Enter the state-endorsed Fiscal Crisis and Management Assistance Team (FCMAT) to review operations. FCMAT’s February, 2007 report stated, “strategic changes in regard to spending, staffing, handling money and enrollment were needed. Continued changes in financial management policies, increased revenues and/or cuts in costs would be necessary to avoid future fiscal crises.” Sound familiar?
Meanwhile, Braham’s confidentiality agreement triggered a firestorm over similar gag orders (supposedly under a moratorium) imposed on parents of special education students. Receiving no satisfaction from SMMUSD administrators or the school board, distraught parents headed to City Council. Despite Talarico’s insistence that parents knew about the moratorium, some councilmembers said they’d received communications from parents saying they were still coerced into signing them.
Ken Haker, chair of the special education district advisory committee told the dais he was aware that “staff blatantly violated the terms of the agreement between the district and the city in regard to settlement agreements” and disclosed “abuses so systematic that truth was hidden by secrecy and fear.”
A $529,779 increase to the existing $6.5 million city facility agreement with the district was quickly put on hold pending policy reviews and subsequent reforms.
Eight-year BOE members Jose Escarce and Maria Leon-Vazquez are running for reelection. All of this occurred during their terms.
I contacted a number of school supporters. “Oversight” came up, frequently. Long-time supporter John Petz e-mailed back, “I believe that our board members have their hearts in the right place, but that only goes so far. They need to improve the quality of the oversight they provide.”
Comparing the performance of the BOE with that of City Council, he wrote, “The council seems better prepared and is more willing to ask challenging questions. I would like to see the same level of engagement and oversight from our school board members.”
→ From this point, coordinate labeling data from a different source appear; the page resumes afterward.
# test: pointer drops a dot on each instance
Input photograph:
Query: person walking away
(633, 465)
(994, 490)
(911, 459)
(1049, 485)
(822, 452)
Typical is Leon-Vazquez’s excuse in the Daily Press (Sept. 24, Page 1, “School Board candidates pledge …”), “Communications has been a weak point in the district because there hasn’t been a person formally charged with that responsibility.”
Leon-Vazquez can’t communicate on her own? Oversight isn’t being spoon fed “drivel” by a public relations mouthpiece.
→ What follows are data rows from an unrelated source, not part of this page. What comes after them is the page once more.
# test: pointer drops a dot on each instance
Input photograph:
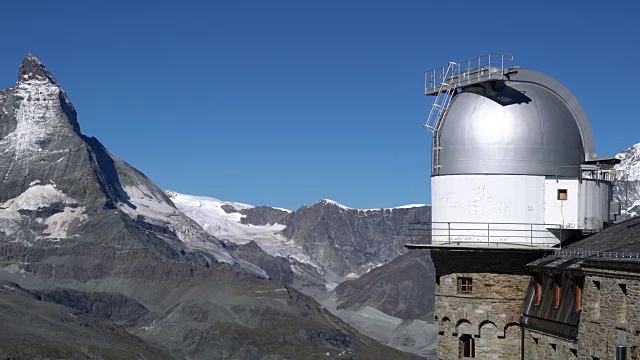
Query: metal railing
(599, 254)
(487, 234)
(444, 81)
(589, 172)
(467, 72)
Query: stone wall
(610, 314)
(490, 313)
(539, 346)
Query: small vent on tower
(562, 194)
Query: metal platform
(442, 82)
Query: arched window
(467, 347)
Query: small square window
(465, 285)
(562, 194)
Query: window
(465, 285)
(538, 289)
(596, 304)
(579, 287)
(467, 348)
(556, 290)
(562, 194)
(623, 306)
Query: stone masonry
(490, 313)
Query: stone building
(584, 299)
(514, 178)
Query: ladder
(443, 82)
(442, 101)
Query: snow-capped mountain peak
(32, 69)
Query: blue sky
(283, 103)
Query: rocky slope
(392, 303)
(337, 240)
(84, 230)
(627, 181)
This spring, alleged child molestations at Lincoln Middle School raised questions about how such complaints are handled by SMMUSD’s expensive and top-heavy administration. Malibu parents, angry about board-approved cuts in Measure BB bond monies earmarked for Malibu schools, are petitioning to split from the district. Then there’s the hiring of two mediocre (at best) former superintendents — Talarico and before her, John Deasy.
With all this in mind, I’d sooner vote for “The Troll under the Bridge” than the incumbents.
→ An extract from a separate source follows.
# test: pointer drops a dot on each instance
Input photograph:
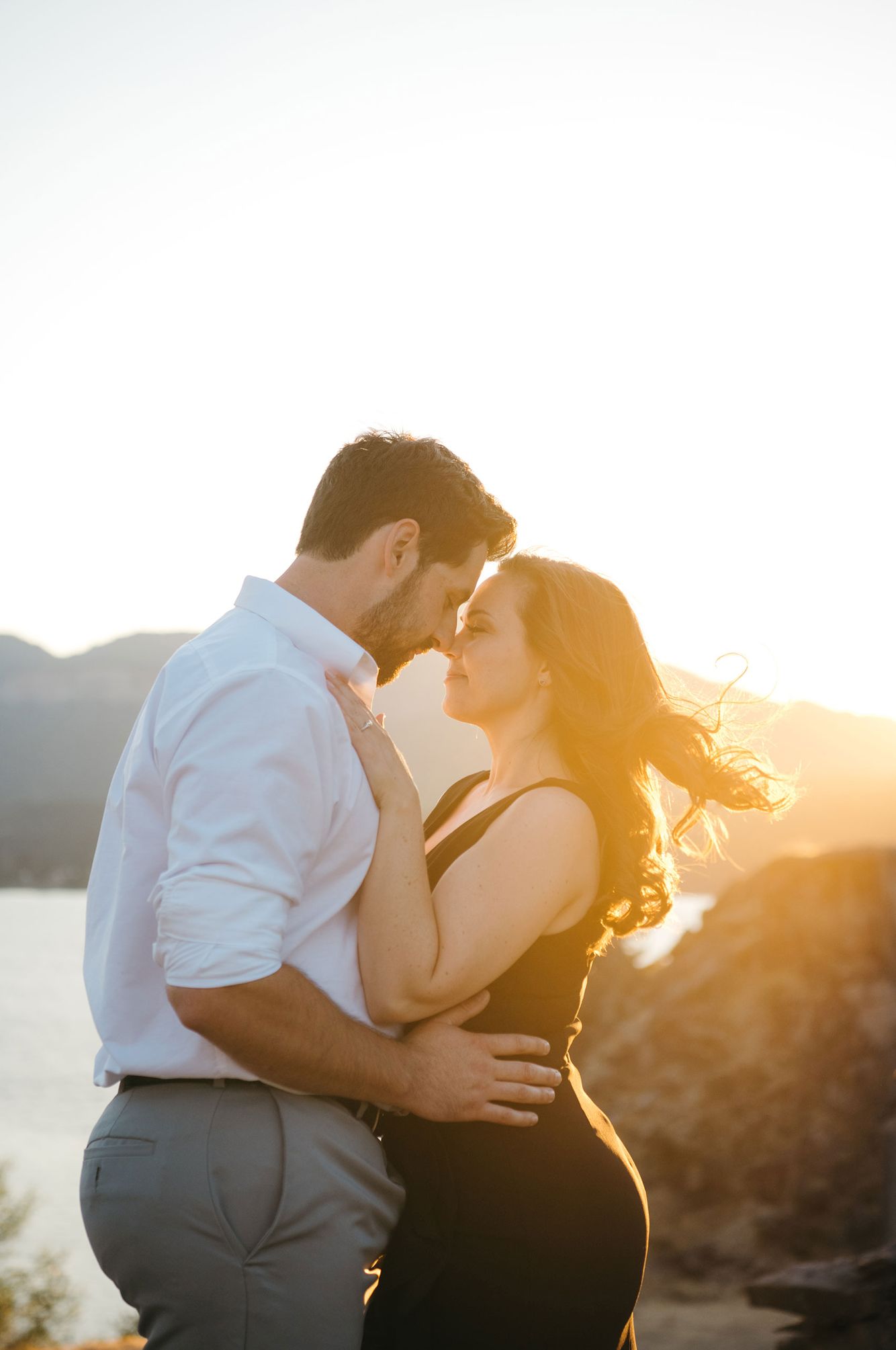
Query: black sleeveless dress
(525, 1238)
Old and equally serious new issues face the next BOE. Another upcoming teachers’ raise, hiring a proper superintendent of schools and resolving special education problems which, according to my sources, apparently have deteriorated even more over recent months. There’s declining enrollments, overhead reduction, new sources of income (development fees, anyone?) and restoring confidence and accountability to name a few.
It’s unfortunate that PTA leader Judith Meister, didn’t run. She would’ve made a fine addition to the board.
I like Ben Allen, a former University of California student regent and Brentwood School teacher Chris Bley. They’ll bring new blood and purpose to what has become a completely dysfunctional and powerless organization.
Shake up the system by bullet voting for Chris Bley and Ben Allen and then write in “Judith Meister.”